Ayende @ Rahien

It's a girl

Rhino ETL: Thinking about Joins & Merges

Well, I think that I have a solid foundation with the engine and syntax right now, I still have error conditions to verify, but that is something that I can handle as I go along. Now it is time to consider handling joins and merges. My initial thinking was something like:

joinTransform UsersAndOrganizations:
	on: 
		Left.Id.ToString().Equals(Right.UserId)
	transform:
		Row.Copy(Left)
		Row.OrgId = Right["Organization Id"]

The problem is that while this gives me equality operation, I can't handle sets very well, I have to compare each row vs. each row, and I would like to do it better. It would also mean having to do everything in memory, and I am not really crazy about that (nor particularly worried, will solved that when I need it).

Another option is:

joinTransform UsersAndOrganizations:
	left:  [Row.Id, Row.UserName]
	right: [Row.UserId, Row.FullName]
	transform:
		Row.Copy(Left)
		Row.OrgId = Right["Organization Id"]

This lets me handle it in a better way, since I now have two sets of keys, and I can do comparisons a lot more easily.That is a lot harder to read, though.

Any suggestions?

Both on the syntax and implementation strategies...

Comments

Derick Bailey
07/26/2007 08:44 PM by
Derick Bailey

i'm not sure i like either of those syntax options, actually.
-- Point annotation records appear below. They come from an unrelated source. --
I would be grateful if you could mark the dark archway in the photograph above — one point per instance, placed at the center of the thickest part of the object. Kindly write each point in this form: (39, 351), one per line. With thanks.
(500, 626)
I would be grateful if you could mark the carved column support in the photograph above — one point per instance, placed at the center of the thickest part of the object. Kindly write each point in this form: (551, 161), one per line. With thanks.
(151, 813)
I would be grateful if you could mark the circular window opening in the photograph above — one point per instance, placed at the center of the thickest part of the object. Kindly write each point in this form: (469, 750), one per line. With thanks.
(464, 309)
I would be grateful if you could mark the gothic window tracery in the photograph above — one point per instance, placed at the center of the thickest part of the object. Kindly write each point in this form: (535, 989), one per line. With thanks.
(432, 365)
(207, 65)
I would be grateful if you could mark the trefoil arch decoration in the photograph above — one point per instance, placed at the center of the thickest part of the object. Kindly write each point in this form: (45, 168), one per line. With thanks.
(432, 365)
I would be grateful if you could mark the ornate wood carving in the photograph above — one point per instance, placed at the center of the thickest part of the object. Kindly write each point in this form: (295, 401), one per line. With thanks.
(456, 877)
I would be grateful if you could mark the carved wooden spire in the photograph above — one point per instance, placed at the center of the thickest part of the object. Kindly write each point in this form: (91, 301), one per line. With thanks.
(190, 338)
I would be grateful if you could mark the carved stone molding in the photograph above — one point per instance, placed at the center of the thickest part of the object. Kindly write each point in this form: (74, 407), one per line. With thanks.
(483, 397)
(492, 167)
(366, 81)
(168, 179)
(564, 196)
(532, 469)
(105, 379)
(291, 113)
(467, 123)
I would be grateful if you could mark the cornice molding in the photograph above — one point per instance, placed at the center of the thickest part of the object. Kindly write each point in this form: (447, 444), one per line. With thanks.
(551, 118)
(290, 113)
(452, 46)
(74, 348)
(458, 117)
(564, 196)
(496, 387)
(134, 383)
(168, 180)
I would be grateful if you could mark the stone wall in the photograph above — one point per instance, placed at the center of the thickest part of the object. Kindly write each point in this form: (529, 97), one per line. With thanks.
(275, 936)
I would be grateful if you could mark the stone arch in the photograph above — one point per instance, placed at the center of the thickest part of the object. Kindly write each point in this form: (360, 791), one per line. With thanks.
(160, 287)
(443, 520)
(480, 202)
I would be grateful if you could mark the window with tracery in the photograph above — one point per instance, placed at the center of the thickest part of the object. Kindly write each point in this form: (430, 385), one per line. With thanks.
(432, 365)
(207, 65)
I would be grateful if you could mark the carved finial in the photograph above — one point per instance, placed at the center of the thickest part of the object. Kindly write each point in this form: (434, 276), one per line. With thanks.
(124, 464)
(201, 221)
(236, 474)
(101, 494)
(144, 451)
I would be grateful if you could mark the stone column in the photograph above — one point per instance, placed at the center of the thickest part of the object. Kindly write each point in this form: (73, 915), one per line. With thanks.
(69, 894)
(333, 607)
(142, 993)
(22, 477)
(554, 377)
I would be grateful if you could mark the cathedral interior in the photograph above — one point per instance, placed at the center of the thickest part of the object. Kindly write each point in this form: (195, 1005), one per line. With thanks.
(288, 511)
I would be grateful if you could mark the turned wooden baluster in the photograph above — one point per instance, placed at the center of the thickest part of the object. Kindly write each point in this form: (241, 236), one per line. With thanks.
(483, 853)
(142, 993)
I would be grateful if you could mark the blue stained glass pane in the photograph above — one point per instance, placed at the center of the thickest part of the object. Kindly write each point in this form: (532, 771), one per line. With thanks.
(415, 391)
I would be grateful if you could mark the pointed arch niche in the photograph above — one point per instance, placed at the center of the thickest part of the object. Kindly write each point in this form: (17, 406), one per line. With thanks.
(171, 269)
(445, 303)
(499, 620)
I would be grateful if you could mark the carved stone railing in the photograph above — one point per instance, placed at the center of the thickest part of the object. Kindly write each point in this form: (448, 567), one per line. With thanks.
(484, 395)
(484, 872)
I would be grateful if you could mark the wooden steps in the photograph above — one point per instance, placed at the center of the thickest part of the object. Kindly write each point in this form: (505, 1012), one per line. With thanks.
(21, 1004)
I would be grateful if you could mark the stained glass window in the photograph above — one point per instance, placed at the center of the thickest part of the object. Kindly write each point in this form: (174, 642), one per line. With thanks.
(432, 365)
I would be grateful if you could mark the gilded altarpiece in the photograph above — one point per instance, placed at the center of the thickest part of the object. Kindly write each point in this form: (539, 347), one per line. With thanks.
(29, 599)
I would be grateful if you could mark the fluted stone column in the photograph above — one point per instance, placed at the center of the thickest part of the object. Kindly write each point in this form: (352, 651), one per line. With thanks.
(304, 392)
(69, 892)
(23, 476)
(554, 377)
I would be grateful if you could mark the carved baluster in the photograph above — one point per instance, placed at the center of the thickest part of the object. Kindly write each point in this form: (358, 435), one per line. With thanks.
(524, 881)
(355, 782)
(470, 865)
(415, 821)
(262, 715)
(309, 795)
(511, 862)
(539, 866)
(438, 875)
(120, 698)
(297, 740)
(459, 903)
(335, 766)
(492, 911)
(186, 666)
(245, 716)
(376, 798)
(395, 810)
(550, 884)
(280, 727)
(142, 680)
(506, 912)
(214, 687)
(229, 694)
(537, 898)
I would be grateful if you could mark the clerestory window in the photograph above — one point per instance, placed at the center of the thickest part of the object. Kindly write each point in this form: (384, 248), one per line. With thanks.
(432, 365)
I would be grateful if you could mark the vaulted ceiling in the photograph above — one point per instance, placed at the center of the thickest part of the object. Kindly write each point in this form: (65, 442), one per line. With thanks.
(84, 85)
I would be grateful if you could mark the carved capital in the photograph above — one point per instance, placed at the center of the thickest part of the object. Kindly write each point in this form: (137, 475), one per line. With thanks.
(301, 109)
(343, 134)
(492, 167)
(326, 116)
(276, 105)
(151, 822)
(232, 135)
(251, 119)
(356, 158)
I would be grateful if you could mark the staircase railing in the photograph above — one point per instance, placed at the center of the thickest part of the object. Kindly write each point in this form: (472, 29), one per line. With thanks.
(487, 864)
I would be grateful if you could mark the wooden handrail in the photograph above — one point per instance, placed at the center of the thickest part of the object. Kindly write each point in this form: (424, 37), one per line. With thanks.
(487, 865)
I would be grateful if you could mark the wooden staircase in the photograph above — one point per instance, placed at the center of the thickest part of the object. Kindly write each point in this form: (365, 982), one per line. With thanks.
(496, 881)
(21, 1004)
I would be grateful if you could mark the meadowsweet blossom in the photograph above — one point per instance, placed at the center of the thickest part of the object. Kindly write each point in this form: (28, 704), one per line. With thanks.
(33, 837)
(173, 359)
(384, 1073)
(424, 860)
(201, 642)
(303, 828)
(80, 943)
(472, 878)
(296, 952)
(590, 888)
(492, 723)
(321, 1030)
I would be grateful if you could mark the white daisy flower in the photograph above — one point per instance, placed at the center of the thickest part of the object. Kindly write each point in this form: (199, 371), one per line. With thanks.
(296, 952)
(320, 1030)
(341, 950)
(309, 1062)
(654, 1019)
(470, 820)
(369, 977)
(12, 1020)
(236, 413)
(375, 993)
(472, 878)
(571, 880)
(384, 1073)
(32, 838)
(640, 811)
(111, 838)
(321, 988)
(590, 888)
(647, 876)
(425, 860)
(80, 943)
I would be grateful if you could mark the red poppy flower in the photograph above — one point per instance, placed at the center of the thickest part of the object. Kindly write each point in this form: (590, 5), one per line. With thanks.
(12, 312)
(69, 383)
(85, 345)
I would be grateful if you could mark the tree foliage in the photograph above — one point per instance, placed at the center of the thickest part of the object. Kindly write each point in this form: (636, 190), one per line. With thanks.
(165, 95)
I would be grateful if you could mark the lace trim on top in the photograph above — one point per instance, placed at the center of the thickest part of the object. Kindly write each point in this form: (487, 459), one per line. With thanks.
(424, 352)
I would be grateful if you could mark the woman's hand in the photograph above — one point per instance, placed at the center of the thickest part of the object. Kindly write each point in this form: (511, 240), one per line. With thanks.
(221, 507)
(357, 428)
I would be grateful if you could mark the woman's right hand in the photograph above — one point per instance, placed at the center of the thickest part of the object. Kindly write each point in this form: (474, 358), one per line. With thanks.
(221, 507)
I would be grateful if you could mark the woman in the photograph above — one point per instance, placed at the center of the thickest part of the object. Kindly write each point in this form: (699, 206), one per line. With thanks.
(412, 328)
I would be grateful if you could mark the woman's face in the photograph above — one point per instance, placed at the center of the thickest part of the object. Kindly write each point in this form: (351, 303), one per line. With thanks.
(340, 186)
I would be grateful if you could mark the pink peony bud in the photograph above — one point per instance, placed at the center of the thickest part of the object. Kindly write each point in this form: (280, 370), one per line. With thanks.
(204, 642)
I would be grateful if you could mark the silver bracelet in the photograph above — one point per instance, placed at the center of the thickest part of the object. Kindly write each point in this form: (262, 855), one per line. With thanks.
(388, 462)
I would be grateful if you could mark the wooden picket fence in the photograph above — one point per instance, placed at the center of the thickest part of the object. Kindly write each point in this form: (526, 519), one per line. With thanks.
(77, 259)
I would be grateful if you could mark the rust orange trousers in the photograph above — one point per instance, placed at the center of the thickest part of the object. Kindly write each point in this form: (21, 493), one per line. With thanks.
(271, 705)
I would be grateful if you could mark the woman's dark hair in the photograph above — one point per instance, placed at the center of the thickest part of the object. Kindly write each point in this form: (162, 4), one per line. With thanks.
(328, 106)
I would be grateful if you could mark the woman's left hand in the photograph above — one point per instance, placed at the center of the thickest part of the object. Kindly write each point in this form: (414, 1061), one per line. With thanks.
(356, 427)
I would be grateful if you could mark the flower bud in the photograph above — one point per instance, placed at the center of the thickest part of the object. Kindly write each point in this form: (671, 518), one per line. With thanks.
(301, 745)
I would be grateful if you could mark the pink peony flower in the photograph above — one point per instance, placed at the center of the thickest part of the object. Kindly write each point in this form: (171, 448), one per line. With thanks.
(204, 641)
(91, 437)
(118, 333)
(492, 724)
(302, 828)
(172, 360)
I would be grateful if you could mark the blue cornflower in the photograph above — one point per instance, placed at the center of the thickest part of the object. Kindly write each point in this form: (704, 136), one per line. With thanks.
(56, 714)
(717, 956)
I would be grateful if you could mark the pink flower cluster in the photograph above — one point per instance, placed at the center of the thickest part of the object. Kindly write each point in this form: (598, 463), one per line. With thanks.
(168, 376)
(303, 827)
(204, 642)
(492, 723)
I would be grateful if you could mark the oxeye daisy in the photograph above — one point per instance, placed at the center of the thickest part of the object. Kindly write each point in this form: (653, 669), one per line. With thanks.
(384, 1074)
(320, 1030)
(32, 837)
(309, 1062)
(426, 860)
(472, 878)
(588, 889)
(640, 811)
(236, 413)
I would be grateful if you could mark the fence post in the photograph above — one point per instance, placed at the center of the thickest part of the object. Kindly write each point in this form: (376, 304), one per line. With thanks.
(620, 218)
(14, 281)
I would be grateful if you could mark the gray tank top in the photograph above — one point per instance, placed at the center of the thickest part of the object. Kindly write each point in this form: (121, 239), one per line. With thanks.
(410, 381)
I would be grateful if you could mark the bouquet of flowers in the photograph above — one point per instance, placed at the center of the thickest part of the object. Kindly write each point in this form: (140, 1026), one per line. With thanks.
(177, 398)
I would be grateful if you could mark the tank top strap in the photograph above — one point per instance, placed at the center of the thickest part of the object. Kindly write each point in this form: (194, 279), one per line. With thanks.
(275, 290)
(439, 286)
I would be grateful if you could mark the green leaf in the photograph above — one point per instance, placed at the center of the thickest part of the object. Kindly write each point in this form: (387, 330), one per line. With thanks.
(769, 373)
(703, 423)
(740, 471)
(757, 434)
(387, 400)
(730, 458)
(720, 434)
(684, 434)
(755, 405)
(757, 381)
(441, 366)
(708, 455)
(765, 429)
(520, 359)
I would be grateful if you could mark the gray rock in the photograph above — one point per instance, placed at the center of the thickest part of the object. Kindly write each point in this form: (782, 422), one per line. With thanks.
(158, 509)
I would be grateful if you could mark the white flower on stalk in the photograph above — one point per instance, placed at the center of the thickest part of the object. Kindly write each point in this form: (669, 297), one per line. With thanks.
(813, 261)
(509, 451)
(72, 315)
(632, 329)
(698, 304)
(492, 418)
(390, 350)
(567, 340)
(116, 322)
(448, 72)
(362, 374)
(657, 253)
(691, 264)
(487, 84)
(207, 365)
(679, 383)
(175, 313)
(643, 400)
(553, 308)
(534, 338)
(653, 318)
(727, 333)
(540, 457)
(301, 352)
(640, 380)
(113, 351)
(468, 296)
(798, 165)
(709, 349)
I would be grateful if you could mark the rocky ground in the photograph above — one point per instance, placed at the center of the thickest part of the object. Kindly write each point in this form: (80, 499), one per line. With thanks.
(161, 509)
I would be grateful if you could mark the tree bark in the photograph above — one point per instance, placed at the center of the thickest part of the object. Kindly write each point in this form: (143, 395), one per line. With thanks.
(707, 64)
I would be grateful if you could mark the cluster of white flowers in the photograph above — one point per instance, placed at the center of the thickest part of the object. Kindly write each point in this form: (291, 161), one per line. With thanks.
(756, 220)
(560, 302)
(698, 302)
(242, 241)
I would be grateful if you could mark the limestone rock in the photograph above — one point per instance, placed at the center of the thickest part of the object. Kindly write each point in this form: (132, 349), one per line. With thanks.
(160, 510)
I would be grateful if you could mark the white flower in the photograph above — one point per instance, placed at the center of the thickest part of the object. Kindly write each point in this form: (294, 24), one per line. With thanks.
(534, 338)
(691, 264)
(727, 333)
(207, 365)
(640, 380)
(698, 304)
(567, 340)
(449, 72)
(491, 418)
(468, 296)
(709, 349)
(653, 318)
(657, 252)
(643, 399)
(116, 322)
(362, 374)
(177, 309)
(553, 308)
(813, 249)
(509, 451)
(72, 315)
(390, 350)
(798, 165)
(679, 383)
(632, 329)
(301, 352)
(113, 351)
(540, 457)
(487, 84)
Neither of them allows for joins across multiple tables where the join happens down the chain of tables.

for example, how would I join TableA.Field1 to TableB.Field2 to TableC.Field3? if you modify the joinTransform line like this, you can accomplish what I am saying with multiple joinTransforms, though:

joinTransform Source to UsersAndOrganizations:

I also think it would be hard to have complex joins, like Or clauses, with those two syntax specs. you would need something closer to real SQL, while still mainaining an object model

so the final syntax would look something for multiple join chain example:

joinTransform Source to UsersAndOrganizations:

Left.Row.Id = Right.Row.UserId

Left.Row.UserName = Right.Row.FullName

transform:

    Row.Copy(Left)

    Row.OrgId = Right["Organization Id"]

joinTransform UsersAndOrganizations to Departments

Left.Row.UserId = Right.Row.ManagerId

and syntax for complex join example:

joinTransform Source to UsersAndOrganizations:

Left.Row.Id = Right.Row.UserId

( Left.Row.UserName = Right.Row.FullName || Right.Row.FullName = null)

transform:

    Row.Copy(Left)

    Row.OrgId = Right["Organization Id"]

I left the ".Row." in the Left and Right syntax so that you can add something like

Left.Row.NonMatching

or other specialized syntax options, as needed.

Ayende Rahien
07/26/2007 09:21 PM by
Ayende Rahien

Derick, I am not limited to the alternative I have brought up, I am certainly opened to new stuff

Mark Monster
07/27/2007 11:16 AM by
Mark Monster

Hmm good start I think. What about a multi-key (I'm not sure about the English term) join?

Ayende Rahien
07/27/2007 11:19 AM by
Ayende Rahien

on:

    Left.Id.ToString().Equals(Right.UserId) && Left.UserName == Right.Name
Comments have been closed on this topic.